Pada sebuah ruang makan yang dominan akan warna perak, keempat orang itu telah berkumpul. Sudah nyaris lima menit bersama, tak ada satu pun yang berani membuka perbincangan. Hal aneh yang melingkupi keadaan sekaligus menjadi bahan pertanyaan, benar-benar sulit untuk dihilangkan, sebelum adanya penjelasan.
Michael yang merupakan pria berkarakter santai itu pun merasa jengah pada suasana senyap penuh kecanggungan. Ia berceletuk, "Mr. Sinclair? Ini benar-benar Anda sendiri yang memasak?"
Edward tersenyum, kemudian mengangguk pelan. "Itu benar," jawabnya singkat.
"Waaah! Luar biasa, ini sangat lezat. Saya sebagai pemilik kafe, tentu sangat paham akan cita rasa. Ini benar-benar enak!" ucap Michael antusias.

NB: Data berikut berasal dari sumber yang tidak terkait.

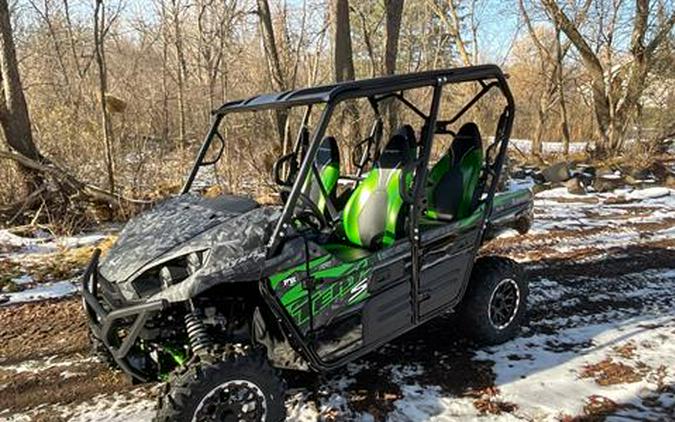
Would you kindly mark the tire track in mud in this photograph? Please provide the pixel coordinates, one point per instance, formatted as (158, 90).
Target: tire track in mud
(44, 359)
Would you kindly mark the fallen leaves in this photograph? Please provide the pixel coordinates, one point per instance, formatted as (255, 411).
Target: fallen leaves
(609, 372)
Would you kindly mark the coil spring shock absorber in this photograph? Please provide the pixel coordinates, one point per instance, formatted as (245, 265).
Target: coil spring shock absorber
(197, 335)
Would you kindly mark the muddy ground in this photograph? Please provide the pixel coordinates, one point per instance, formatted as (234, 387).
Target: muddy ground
(593, 266)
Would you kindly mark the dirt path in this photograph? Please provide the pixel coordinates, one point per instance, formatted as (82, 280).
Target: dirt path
(599, 341)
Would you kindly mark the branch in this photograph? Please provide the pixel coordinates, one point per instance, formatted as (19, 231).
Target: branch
(572, 32)
(91, 192)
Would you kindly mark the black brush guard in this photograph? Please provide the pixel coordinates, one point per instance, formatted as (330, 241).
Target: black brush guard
(104, 324)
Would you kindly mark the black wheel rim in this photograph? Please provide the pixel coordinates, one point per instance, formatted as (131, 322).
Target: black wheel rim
(504, 303)
(232, 401)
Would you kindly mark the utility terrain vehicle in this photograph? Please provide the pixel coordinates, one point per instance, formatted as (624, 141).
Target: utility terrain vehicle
(220, 295)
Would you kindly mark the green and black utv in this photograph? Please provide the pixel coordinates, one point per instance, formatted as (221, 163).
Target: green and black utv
(219, 296)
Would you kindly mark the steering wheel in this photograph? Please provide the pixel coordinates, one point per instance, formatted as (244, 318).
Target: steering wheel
(309, 212)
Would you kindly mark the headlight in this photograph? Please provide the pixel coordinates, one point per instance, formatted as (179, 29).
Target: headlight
(194, 261)
(169, 273)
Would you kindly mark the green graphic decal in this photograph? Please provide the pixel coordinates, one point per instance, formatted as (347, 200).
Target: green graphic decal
(340, 286)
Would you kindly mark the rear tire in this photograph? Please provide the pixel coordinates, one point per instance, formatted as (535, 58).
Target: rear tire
(223, 387)
(494, 305)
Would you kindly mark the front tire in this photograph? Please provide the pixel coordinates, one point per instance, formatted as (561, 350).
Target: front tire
(224, 388)
(494, 305)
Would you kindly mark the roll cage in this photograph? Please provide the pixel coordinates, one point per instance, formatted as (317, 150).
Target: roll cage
(375, 90)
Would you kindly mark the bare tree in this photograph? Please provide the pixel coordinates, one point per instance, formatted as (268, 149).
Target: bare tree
(274, 69)
(108, 135)
(181, 69)
(616, 93)
(14, 117)
(342, 42)
(394, 11)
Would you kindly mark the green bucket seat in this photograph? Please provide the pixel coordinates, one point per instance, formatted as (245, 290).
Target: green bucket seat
(452, 181)
(372, 216)
(328, 163)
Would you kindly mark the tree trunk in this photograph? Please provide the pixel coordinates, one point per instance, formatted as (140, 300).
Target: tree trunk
(342, 47)
(14, 117)
(99, 24)
(343, 66)
(393, 29)
(274, 69)
(564, 125)
(181, 71)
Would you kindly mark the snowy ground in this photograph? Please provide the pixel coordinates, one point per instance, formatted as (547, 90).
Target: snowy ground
(599, 341)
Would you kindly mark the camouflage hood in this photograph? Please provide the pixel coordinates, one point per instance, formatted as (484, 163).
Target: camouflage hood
(177, 226)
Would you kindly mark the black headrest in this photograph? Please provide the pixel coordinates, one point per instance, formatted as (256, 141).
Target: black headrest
(467, 139)
(328, 152)
(397, 152)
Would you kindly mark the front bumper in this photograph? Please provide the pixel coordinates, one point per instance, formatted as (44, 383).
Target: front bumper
(107, 312)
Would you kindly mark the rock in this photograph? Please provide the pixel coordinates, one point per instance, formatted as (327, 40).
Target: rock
(558, 172)
(10, 287)
(669, 181)
(575, 187)
(608, 182)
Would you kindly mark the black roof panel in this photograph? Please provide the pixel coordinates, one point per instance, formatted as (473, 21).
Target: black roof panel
(360, 88)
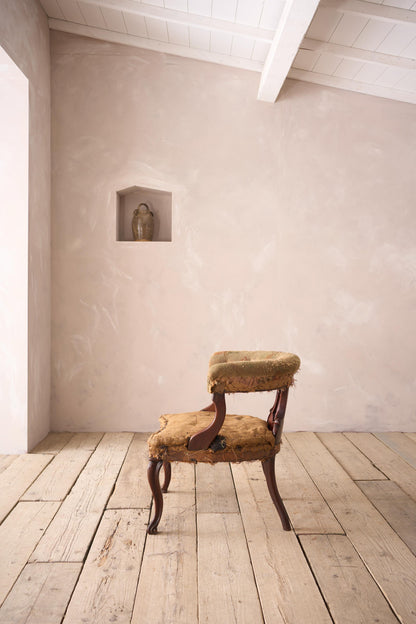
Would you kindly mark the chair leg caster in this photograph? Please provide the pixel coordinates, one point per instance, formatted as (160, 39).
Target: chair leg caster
(153, 471)
(268, 469)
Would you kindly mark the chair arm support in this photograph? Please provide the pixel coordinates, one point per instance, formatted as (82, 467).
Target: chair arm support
(201, 440)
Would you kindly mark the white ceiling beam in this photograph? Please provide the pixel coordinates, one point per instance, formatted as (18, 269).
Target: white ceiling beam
(293, 24)
(152, 44)
(186, 19)
(357, 54)
(371, 10)
(353, 85)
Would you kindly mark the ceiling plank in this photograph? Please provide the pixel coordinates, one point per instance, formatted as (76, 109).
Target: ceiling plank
(152, 44)
(356, 54)
(370, 10)
(187, 19)
(293, 24)
(353, 85)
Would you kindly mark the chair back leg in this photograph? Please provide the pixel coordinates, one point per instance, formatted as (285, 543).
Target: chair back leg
(153, 471)
(268, 469)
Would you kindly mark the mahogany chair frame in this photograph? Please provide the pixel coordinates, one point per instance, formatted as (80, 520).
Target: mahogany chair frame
(203, 439)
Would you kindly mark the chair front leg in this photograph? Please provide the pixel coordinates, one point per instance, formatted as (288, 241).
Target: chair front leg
(268, 469)
(153, 471)
(168, 474)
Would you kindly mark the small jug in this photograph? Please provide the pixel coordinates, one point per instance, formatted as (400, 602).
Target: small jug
(142, 223)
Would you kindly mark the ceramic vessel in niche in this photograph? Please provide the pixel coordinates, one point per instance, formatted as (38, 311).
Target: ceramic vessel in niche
(142, 223)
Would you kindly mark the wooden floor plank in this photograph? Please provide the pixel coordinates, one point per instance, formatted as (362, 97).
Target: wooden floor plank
(59, 476)
(17, 477)
(390, 562)
(357, 465)
(53, 443)
(401, 444)
(167, 592)
(398, 508)
(287, 589)
(396, 468)
(132, 488)
(305, 505)
(41, 594)
(6, 460)
(19, 534)
(70, 533)
(106, 589)
(226, 586)
(349, 589)
(215, 489)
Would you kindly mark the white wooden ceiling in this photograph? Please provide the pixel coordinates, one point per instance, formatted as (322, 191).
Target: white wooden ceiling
(359, 45)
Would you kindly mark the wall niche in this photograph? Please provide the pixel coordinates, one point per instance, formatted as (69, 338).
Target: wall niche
(159, 202)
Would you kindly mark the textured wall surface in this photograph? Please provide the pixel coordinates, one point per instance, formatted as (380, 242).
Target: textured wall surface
(14, 168)
(24, 35)
(293, 229)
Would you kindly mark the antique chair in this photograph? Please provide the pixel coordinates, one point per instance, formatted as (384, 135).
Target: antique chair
(198, 437)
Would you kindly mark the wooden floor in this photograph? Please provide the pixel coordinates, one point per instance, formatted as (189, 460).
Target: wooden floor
(73, 546)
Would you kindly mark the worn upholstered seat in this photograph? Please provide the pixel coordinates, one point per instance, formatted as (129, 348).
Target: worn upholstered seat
(242, 438)
(211, 435)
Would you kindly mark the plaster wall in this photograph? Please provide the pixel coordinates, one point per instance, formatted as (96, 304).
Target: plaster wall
(292, 229)
(24, 35)
(14, 151)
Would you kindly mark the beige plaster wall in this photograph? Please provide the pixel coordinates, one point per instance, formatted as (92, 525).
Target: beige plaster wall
(293, 229)
(24, 35)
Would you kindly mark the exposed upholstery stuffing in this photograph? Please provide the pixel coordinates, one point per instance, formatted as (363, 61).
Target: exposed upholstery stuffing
(251, 371)
(245, 438)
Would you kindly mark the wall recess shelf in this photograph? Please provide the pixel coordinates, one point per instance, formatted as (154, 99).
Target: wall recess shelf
(159, 202)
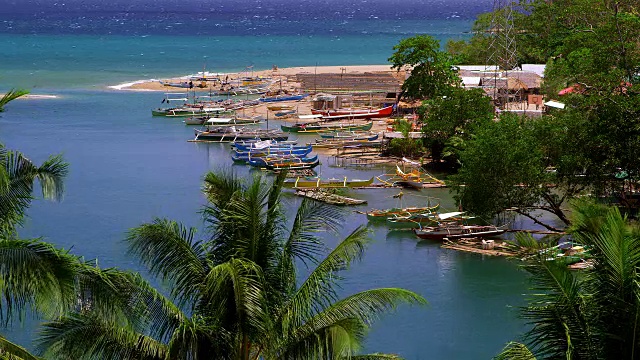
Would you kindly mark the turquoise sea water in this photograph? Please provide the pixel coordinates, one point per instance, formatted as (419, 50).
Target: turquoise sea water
(127, 167)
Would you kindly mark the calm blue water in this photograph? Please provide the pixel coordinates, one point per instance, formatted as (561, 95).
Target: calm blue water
(127, 167)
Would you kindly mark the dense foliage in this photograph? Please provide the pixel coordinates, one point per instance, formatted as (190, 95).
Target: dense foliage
(592, 314)
(10, 96)
(236, 294)
(449, 121)
(432, 72)
(589, 147)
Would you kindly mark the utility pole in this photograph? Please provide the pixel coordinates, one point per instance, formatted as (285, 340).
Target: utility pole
(502, 54)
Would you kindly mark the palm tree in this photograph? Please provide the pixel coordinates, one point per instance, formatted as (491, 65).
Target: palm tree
(17, 177)
(236, 294)
(37, 276)
(10, 96)
(593, 314)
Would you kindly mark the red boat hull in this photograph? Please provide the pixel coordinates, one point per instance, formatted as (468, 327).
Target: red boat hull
(361, 113)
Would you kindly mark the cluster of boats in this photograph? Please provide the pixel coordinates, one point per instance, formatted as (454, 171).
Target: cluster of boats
(428, 223)
(274, 156)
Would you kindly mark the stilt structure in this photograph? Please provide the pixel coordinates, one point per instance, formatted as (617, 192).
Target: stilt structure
(502, 55)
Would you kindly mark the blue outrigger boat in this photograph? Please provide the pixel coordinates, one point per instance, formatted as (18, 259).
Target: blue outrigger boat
(283, 98)
(279, 159)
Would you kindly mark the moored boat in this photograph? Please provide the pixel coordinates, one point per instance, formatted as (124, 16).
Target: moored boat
(320, 127)
(374, 215)
(185, 111)
(363, 113)
(418, 220)
(349, 135)
(457, 231)
(231, 134)
(283, 98)
(292, 165)
(282, 159)
(307, 183)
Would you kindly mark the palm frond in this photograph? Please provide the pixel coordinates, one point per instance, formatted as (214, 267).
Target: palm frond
(51, 176)
(16, 196)
(34, 274)
(84, 336)
(318, 289)
(558, 305)
(169, 250)
(376, 356)
(201, 339)
(233, 292)
(10, 96)
(12, 351)
(341, 339)
(515, 351)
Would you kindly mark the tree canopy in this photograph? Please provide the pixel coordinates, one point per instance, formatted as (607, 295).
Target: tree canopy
(449, 121)
(236, 294)
(432, 72)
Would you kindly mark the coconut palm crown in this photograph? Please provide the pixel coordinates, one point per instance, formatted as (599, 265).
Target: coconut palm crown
(594, 313)
(237, 294)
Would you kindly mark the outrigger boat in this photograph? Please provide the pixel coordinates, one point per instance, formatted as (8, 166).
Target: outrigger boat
(363, 113)
(280, 159)
(428, 218)
(283, 98)
(320, 127)
(375, 215)
(259, 145)
(185, 111)
(231, 134)
(292, 165)
(349, 135)
(280, 107)
(457, 231)
(234, 121)
(273, 151)
(310, 183)
(415, 179)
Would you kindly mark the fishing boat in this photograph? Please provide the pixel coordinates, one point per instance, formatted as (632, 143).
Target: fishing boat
(307, 183)
(185, 111)
(258, 145)
(273, 151)
(280, 107)
(216, 122)
(280, 160)
(416, 178)
(329, 198)
(375, 215)
(418, 220)
(364, 113)
(457, 231)
(321, 127)
(349, 135)
(231, 134)
(283, 98)
(292, 165)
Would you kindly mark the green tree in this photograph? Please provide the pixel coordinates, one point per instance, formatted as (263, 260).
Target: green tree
(449, 121)
(36, 276)
(17, 177)
(10, 96)
(530, 167)
(236, 295)
(432, 72)
(592, 314)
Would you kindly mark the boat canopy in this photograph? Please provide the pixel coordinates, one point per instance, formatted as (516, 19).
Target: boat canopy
(220, 120)
(314, 116)
(444, 216)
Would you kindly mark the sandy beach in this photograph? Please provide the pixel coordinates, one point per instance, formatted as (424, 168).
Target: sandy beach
(283, 79)
(276, 74)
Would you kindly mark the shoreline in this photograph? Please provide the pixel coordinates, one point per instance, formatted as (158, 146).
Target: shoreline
(280, 73)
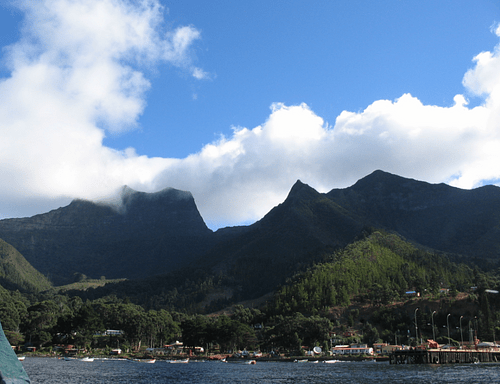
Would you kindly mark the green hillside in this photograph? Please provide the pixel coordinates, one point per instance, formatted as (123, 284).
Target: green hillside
(17, 273)
(377, 270)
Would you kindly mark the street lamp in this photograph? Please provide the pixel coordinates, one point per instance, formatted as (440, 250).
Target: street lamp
(448, 324)
(461, 334)
(433, 330)
(416, 326)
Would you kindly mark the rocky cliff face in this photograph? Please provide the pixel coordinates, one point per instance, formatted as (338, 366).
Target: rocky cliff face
(140, 235)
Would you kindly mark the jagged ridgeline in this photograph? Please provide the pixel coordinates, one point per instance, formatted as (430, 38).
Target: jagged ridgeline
(376, 270)
(17, 273)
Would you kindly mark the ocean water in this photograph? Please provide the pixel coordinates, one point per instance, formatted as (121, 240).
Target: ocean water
(50, 370)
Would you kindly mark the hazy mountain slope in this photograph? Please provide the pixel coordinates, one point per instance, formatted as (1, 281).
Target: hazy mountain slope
(147, 234)
(17, 273)
(438, 216)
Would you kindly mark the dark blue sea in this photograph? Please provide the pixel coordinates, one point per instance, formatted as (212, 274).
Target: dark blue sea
(50, 370)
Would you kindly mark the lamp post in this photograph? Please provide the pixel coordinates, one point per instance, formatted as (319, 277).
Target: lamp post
(416, 326)
(433, 331)
(448, 324)
(461, 334)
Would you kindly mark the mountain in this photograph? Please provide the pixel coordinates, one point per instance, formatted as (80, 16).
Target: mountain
(149, 234)
(17, 273)
(296, 233)
(437, 216)
(143, 235)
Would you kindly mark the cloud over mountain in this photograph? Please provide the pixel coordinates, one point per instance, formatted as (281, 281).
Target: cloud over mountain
(79, 72)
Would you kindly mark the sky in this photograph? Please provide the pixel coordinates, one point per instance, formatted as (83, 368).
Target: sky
(236, 101)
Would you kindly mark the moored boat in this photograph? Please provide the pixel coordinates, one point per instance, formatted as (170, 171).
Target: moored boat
(183, 361)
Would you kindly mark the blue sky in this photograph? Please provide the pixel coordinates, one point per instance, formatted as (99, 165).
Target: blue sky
(234, 101)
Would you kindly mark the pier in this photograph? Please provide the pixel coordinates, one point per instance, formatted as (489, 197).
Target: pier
(443, 356)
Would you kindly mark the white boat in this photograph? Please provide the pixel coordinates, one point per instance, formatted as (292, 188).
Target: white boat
(183, 361)
(147, 361)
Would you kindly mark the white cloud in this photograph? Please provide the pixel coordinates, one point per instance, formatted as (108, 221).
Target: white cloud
(76, 73)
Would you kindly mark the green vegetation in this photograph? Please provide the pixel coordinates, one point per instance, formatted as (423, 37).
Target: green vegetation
(357, 293)
(17, 273)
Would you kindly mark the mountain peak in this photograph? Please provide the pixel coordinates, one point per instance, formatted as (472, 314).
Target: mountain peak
(301, 190)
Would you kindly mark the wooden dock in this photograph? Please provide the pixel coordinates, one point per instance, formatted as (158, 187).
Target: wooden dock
(443, 356)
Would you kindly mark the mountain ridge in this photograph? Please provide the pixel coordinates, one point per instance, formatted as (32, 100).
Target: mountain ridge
(146, 234)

"Saya pikir Anda adalah seorang pengacara, Tuan ...?"
"Mic! Michael!" sahut Michael cepat. "Pengacara? Hahaha, itu hanya sebuah hobi saja. Saya sangat menyukai serial detektif, sekolah pengacara hanya untuk bermain-main dengan kasus. Dan ya, menjadi bos serta pemilik tempat kafe jauh lebih nyaman untuk mencari uang."
Meski terlihat seperti pria yang konyol, Edward tetap mengagumi kecerdasan yang dimiliki Michael. Tentang bagaimana pria pemilik kafe itu ikut serta dalam mencegah rencana Sekretaris Feline yang hendak menghubungi Edwin, sepertinya Michael memang sudah mendeteksi adanya masalah sekaligus rencana yang penting milik Febiana.
Terkadang, manusia memang sangat berbeda dengan tampak luarnya, pun pada Michael yang terkesan bodoh, faktanya ia justru memiliki kecerdasan. Pria itu bukan orang biasa.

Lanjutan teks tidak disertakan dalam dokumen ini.